Wild winger Jason Zucker isn't planning on watching the Avalanche take on the Golden Knights on Wednesday.

His wife, Carly, is expected to give birth that day to a daughter.

But Zucker, like others with the Wild, will be keeping tabs on the score of that game — a result that could keep the team just two points behind Colorado for the second and final wild-card berth in the Western Conference or expand its deficit to as much as four with an Avalanche victory.

"Regardless," Zucker said, "it doesn't change the fact that we have to win."

That, however, isn't the only reality that faces the Wild with five games to go and the team loitering outside the playoff picture with 79 points.

The group also needs its competition to lose since its recent up-and-down record has relinquished some control of its fate, a tough consequence that becomes magnified with the Wild idle until Friday.

"It is a helpless position," coach Bruce Boudreau said. "There's not much we can do about it. Again, the dominoes have got to fall in the right area. As long as there's a breath in our body and we have an opportunity, we're going to go out and try to play like we did [Monday]."

A 1-0 loss to the Predators that night was the Wild's latest blown opportunity to move closer to Colorado, but the outcome wasn't indicative of the Wild's effort.

With 69 shots, the team was in complete control for stretches of the action and had more than enough looks to cruise by Nashville. But its inability to execute, a costly theme of late, allowed a first-period shorthanded goal by the Predators to stand up as the difference maker.

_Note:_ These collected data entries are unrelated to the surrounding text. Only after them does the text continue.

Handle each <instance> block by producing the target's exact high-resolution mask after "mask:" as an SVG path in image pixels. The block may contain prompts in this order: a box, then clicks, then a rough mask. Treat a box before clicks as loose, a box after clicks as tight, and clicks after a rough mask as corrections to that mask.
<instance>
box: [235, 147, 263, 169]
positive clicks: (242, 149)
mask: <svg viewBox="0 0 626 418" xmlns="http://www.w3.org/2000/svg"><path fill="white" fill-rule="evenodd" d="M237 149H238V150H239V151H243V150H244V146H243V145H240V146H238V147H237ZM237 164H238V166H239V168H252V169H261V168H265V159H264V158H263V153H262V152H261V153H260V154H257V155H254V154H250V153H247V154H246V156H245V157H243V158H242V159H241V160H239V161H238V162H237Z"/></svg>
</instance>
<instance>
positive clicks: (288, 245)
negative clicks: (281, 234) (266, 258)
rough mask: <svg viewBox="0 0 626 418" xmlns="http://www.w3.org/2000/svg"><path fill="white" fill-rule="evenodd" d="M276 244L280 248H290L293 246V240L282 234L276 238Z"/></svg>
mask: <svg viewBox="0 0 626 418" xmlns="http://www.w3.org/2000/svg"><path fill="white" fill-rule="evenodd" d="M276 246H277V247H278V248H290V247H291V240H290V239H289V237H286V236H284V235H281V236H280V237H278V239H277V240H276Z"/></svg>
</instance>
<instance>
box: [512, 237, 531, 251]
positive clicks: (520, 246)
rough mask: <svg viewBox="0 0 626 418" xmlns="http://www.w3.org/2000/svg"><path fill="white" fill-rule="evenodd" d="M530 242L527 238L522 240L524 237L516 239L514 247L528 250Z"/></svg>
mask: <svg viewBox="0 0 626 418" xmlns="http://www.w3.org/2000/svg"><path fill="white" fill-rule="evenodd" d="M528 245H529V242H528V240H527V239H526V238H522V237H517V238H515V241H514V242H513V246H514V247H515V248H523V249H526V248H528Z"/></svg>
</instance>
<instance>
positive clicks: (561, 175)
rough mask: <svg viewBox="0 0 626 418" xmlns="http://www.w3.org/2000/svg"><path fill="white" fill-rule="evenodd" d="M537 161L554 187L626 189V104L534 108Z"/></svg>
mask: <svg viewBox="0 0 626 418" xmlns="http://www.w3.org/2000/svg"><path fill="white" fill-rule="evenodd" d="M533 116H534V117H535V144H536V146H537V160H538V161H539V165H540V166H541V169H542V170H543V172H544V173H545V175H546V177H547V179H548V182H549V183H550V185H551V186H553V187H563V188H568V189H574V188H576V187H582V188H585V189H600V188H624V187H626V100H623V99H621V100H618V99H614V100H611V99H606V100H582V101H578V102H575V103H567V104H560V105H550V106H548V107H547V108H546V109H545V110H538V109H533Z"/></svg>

"The energy's there," goalie Devan Dubnyk said. "The chances are there. When pucks aren't going in, guys get frustrated. It's impossible not to. We are doing a lot of good things, and unfortunately that doesn't make anything feel any better at this time of the year when we need wins. I think the guys are doing a fantastic job of just working and doing their best to get the scoring chances and goals."

While the Wild will have plenty of reasons to bemoan if it fails to secure a playoff spot — such as injuries, home-ice struggles and setbacks against lowly opponents — this offensive plight will take a chunk of the blame.

In the past 19 games, the Wild has scored more than two goals only seven times. What's made that problem look even worse is the team's defense has been mostly stingy; it's surrendered three or more goals (not including the shootout) in just nine of those 19 contests. But mix those outputs together, and the Wild has gone a ho-hum 8-8-3.

"We're doing the job in that respect," Boudreau said of the team's defending. "But we just can't score at this point."

Targeting what Boudreau calls "ugly goals" will be the focus when the team resumes play Friday in Vegas, a simplified approach that hopes quantity rather than quality is the solution.

"Just try and get it there," center Luke Kunin said. "You never know how those will go in, and that's the way it's going to happen for us. It probably won't be pretty ones all the time. It's going to be ones where you're going to the net. Maybe one will bounce off you, or you get the rebounds."

Overcoming this scoring rut is key for the Wild to have a chance at closing the gap on a playoff spot. But that improvement still may not be enough, the grim truth of the team's current situation.

"We obviously are going to need help, but we need to win," Zucker said. "That's the only thing we can worry about."